29 March 2011

Blunder and Confusion at Fukushima Reactor On Sunday

The utility at Fukushima (TEPCO) announced that radioactive water was found to be 10 million times normal levels at Unit 2, prompting evacuation of that site and world wide anguish and worry. This was a major story. Then, a few hours later, the utility made a rare apology and retracted that statement, stating that the water was only 100,000 times normal. What happened? How could the utility make such a blunder? 
Only now is it possible to piece together the events that led to this unusual apology. First, workers at Unit 2 were astonished to find that radiation levels in the water were extremely high.
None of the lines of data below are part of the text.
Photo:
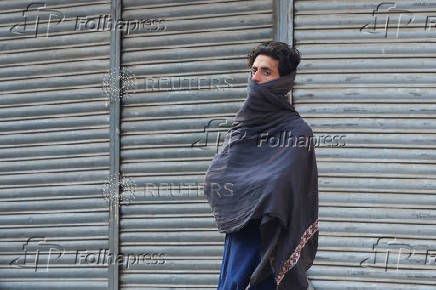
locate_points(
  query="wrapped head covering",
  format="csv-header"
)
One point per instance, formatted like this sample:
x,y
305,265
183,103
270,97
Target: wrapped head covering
x,y
266,169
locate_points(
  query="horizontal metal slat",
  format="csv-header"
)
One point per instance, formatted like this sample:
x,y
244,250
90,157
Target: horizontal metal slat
x,y
41,152
194,39
199,10
63,137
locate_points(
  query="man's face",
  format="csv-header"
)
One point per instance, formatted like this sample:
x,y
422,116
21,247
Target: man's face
x,y
265,69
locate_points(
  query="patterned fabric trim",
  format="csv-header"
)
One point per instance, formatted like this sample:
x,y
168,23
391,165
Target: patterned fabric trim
x,y
293,259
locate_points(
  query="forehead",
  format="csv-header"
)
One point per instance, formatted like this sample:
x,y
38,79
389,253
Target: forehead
x,y
263,60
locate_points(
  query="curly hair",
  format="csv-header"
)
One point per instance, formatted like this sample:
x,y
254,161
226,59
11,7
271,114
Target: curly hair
x,y
288,57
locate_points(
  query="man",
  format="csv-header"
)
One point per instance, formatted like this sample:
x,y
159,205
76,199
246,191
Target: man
x,y
268,164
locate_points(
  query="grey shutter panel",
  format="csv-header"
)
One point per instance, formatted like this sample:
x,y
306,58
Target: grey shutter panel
x,y
54,148
376,87
207,39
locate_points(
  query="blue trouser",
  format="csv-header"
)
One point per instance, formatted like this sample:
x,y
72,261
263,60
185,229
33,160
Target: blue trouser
x,y
240,258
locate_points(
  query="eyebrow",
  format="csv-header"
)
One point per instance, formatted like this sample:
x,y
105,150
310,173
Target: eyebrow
x,y
263,68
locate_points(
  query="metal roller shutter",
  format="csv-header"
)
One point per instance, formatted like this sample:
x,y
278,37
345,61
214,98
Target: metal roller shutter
x,y
367,73
54,146
161,121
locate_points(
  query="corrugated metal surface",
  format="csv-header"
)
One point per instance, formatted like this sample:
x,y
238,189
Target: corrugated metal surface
x,y
165,116
374,84
54,146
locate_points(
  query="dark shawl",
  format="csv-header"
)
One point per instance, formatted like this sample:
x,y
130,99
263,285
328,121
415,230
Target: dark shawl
x,y
266,169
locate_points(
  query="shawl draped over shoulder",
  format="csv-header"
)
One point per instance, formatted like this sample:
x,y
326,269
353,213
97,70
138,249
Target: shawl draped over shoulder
x,y
266,169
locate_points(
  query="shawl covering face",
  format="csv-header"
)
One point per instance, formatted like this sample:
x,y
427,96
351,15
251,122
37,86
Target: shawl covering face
x,y
266,169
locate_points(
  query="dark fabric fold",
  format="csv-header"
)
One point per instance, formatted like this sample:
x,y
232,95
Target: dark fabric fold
x,y
267,169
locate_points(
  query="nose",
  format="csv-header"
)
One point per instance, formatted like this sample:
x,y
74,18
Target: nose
x,y
256,76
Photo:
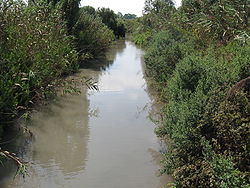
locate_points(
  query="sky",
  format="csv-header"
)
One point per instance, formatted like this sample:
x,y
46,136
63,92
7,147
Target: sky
x,y
123,6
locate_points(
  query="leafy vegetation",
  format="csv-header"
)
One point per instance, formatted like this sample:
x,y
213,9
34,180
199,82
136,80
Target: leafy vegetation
x,y
40,42
199,56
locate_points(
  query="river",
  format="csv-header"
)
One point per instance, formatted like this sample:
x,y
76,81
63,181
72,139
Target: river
x,y
97,139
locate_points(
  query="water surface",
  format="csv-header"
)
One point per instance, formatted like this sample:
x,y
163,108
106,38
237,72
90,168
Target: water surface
x,y
96,139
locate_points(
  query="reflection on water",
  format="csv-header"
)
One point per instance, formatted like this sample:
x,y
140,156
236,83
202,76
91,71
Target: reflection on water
x,y
96,139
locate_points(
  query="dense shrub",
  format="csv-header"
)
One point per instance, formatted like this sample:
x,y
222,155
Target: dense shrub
x,y
92,36
35,50
199,112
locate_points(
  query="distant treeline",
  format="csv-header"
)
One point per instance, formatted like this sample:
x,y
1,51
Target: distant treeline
x,y
199,55
44,40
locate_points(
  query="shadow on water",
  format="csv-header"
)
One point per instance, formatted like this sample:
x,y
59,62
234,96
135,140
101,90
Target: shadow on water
x,y
104,62
94,139
59,134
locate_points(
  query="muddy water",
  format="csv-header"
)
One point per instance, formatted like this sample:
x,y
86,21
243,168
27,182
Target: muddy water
x,y
95,139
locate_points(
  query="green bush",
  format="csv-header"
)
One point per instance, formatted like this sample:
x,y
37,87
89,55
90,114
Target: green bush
x,y
92,36
35,50
198,110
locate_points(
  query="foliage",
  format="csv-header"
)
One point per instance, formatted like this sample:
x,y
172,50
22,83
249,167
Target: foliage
x,y
198,54
35,49
110,19
92,36
220,20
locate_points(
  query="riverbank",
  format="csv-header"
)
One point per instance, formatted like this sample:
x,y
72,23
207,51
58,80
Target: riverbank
x,y
99,139
200,61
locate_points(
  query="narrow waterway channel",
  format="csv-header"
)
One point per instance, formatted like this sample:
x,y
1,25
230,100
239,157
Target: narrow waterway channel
x,y
97,139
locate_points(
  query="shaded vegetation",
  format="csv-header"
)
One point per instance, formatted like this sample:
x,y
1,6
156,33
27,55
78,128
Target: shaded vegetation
x,y
42,41
199,56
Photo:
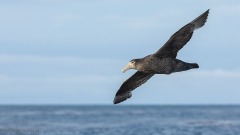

This prompted them to evacuate the site immediately. Second, they rushed out so fast that they did not do a second measurement of the water. Third, the first readings were slightly incorrect. The workers got iodine-134 (with a half-life of 53 minutes) confused with iodine-131 (with a half-life of 8 days). Also, cesium-137 was also found in the water (with a half - life of about 30 years). Fourth, by confusing the two, they also got the wrong level of radioactivity. They found more iodine-134 that was actually present in the water. The shorter the half-life, the more radioactive an isotope is - the longer the half-life, the less the radioactivity. So their calibration of iodine-134 was incorrect, yielding the false number of 10 million. Fifth, the utility did not send in another crew to check the measurements, so they got their calibration wrong, but they went public with this incorrect number. 
The main point, however, from the workers perspective, is that radiation levels are 1,000 milliseverts/hour. That does not change at all with this new calibration. This means that workers will come down with radiation sickness withonly 15 min. of exposure. Some workers will die after 6 hours of exposure. 
The meaning of all this is: if radiation levels continue to rise, and one day all workers are forced to evacuate, it means that the accident will be in free fall. If the workers abandon ship, and the cores will all be uncovered, then that is the point of no return; 3 nuclear power may inevitably have meltdowns making a tragedy worse than Chernobyl. Time is not on their side. Already, a new 6.5 earthquake has hit Japan, creating a small tsunami. Earthquakes, pipe breaks, cracks, etc. might cause radiation levels to increase until evacuation is unavoidable, then all hell might break out.

1 comment:

Andrew Spagnoli said...

That is the problem in a nutshell, Dr. Kaku... and the fact that most workers have not had their own radiation exposure monitors this whole time and your Homer Simpson comment the other day seems even more on target. Apparently the managers just look at the rad-detectors that some of them have and put down roughly the same number for the other workers when they fill the log of exposures out. Or maybe they just have been making the exposures numbers up completely... your guess is as good as mine.